C’est un massacre. Un massacre que la composante allemande des forces de l’OTAN en Afghanistan, responsable de la frappe aérienne qui a visé deux camions d’essence volés par les talibans, a d’abord tenté de nier. C’est le porte-parole du ministère de la Défense lui-même, à Berlin, qui déclarait fermement dans la nuit de jeudi à vendredi que « dans l’état actuel de nos connaissances, aucune personne n’a été tuée qui n’ait pas été impliquée ». Un état nettement plus actuel des connaissances indique au contraire qu’il y aurait eu dans ce bombardement plus de 90 morts, dont nombre de villageois, parmi lesquels sans doute des enfants et des femmes, littéralement déchiquetés. Les camions s’étant ensablés, ils étaient venus chercher de l’essence quand les bombes ont fait exploser les camions.
La semaine passée, le nouveau commandant en chef des forces internationales, le général Stanley McChrystal, annonçait la mise en place d’une nouvelle doctrine : « La mission est de protéger la population afghane. » Au mois de mai dernier, son prédécesseur avait été démissionné après la mort de 97 civils, tués par des raids aériens dans la province de Farah, au nord. Il n’aura fallu qu’une semaine pour que la nouvelle doctrine, à supposer qu’elle ait quelque réalité, se heurte à la logique même d’une telle guerre d’intervention. On évalue à un millier, en un an, le nombre de victimes civiles afghanes dont les forces de l’OTAN sont responsables. Le plus souvent , les « dommages collatéraux » sont passés sous silence ou presque. Voici un an, quelques jours après la mort des dix soldats français qui avait suscité l’émotion que l’on sait, près d’une centaine de civils, dont nombre de femmes et d’enfants, avaient péri sous les bombes, cette fois dans l’ouest du pays, dans le village d’Azizabad. L’OTAN avait promis une enquête comme elle en promet une cette fois.
L’ONU demande également une enquête. Le président Hamid Karzaï a déclaré hier que « viser des civils de quelque manière que ce soit est inacceptable ». À Londres, le ministre des Affaires étrangères en était à l’incantation : « Il est vital que l’OTAN et le peuple afghan soient côte à côte. » Certes. L’Élysée a condamné « une violence aveugle ».
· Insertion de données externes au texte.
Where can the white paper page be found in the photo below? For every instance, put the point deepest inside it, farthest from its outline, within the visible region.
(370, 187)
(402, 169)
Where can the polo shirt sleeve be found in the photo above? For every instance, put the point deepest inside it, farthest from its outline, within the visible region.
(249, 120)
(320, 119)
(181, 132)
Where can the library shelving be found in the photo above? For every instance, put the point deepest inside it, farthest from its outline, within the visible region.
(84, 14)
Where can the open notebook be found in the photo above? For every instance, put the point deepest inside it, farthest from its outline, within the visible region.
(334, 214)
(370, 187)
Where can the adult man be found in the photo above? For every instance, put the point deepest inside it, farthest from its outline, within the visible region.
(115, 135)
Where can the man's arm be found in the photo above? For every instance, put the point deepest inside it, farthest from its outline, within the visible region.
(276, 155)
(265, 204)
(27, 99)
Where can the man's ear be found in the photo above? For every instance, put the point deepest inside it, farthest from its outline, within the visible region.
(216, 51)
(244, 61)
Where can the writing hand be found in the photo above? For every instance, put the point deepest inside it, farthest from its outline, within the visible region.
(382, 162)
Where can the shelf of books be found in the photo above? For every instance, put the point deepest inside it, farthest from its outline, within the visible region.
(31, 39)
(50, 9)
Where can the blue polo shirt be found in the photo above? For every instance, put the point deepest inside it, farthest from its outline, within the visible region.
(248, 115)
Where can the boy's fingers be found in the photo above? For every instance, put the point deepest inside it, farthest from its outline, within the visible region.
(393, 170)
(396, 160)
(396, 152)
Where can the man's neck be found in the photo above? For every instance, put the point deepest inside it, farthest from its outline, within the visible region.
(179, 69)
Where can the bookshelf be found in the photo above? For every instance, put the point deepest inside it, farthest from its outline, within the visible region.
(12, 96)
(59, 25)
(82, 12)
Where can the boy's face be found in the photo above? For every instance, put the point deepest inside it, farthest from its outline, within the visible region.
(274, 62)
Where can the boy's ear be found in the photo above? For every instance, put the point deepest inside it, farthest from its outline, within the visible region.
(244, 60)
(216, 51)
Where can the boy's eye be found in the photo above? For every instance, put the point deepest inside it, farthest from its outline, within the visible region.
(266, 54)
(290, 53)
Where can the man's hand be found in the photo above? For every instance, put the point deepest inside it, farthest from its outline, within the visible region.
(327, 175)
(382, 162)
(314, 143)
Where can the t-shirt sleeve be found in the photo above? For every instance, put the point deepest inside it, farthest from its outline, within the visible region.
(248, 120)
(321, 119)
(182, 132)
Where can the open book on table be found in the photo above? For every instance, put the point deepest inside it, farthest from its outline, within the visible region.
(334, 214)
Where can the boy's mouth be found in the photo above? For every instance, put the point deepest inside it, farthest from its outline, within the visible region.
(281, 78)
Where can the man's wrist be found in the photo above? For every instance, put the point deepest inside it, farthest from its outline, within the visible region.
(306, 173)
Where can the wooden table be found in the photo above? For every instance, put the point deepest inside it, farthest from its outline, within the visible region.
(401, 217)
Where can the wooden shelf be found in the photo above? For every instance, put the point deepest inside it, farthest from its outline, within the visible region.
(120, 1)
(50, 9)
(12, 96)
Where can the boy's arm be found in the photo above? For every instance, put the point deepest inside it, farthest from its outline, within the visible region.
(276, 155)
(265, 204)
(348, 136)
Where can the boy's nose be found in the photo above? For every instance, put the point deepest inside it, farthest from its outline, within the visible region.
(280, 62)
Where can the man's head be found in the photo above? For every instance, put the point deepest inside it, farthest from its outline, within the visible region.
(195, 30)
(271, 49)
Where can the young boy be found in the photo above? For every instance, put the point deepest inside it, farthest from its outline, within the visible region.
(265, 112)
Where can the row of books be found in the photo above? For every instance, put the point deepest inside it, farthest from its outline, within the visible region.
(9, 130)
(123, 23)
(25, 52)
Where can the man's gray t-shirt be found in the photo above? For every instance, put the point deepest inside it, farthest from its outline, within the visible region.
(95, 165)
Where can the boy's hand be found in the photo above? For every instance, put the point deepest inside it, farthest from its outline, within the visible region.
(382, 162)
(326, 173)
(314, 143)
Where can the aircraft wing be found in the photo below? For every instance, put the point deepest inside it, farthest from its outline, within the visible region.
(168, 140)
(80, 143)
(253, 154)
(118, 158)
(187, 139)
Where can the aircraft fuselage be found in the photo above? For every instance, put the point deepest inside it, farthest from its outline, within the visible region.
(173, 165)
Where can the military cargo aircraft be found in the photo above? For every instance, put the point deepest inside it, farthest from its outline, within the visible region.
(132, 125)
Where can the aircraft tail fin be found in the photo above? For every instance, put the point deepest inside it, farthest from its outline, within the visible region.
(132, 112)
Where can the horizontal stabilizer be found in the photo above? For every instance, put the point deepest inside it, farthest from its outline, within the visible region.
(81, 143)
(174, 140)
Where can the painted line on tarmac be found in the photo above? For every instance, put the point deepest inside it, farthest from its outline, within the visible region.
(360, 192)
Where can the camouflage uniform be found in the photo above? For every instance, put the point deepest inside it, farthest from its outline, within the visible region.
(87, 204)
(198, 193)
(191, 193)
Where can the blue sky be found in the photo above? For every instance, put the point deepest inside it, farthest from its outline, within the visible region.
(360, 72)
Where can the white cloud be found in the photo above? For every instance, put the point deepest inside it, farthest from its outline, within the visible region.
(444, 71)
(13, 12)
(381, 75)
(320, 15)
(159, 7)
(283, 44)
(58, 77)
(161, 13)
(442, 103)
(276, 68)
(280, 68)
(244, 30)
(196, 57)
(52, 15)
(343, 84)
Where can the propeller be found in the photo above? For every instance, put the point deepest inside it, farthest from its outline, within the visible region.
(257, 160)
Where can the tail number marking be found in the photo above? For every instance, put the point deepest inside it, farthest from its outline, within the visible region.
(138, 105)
« Nous devons gagner le coeur des Afghans. » Ce serait, selon les mots de Bernard Kouchner, au moment de l’envoi de sept cents hommes de plus sur place voici quelques mois, la volonté de la France. Gagner le coeur des Afghans ! Avec des bombes ? Mais l’ironie n’est pas de circonstance. Gagner sinon le coeur, du moins l’adhésion des Afghans, peut-être, mais c’est alors d’une tout autre politique qu’il s’agit. Le but officiel de la guerre, il faut s’en souvenir, était, après les attentats du onze septembre, de liquider les bases d’al-Qaida. En réalité d’établir dans une zone ultrasensible la domination de la superpuissance. C’est ce but de guerre même qui en a fait, aux yeux d’une part des Afghans, une guerre d’occupation. Les effectifs armés du chef taliban, le Mollah Omar, seraient de la sorte passés de 4 000 hommes à plus de 20 000 aujourd’hui.
L’autre voie, ce serait évidemment une aide véritable à l’un des pays les plus pauvres de la planète. Routes, écoles, ponts, hôpitaux, investissements économiques tendant à dégager le pays de l’économie de la drogue et de la corruption. Nicolas Sarkozy a déclaré hier que la France allait « continuer d’oeuvrer au développement de l’Afghanistan ». Eh bien, qu’on nous les montre, ces écoles, ces routes, ces chantiers de l’avenir.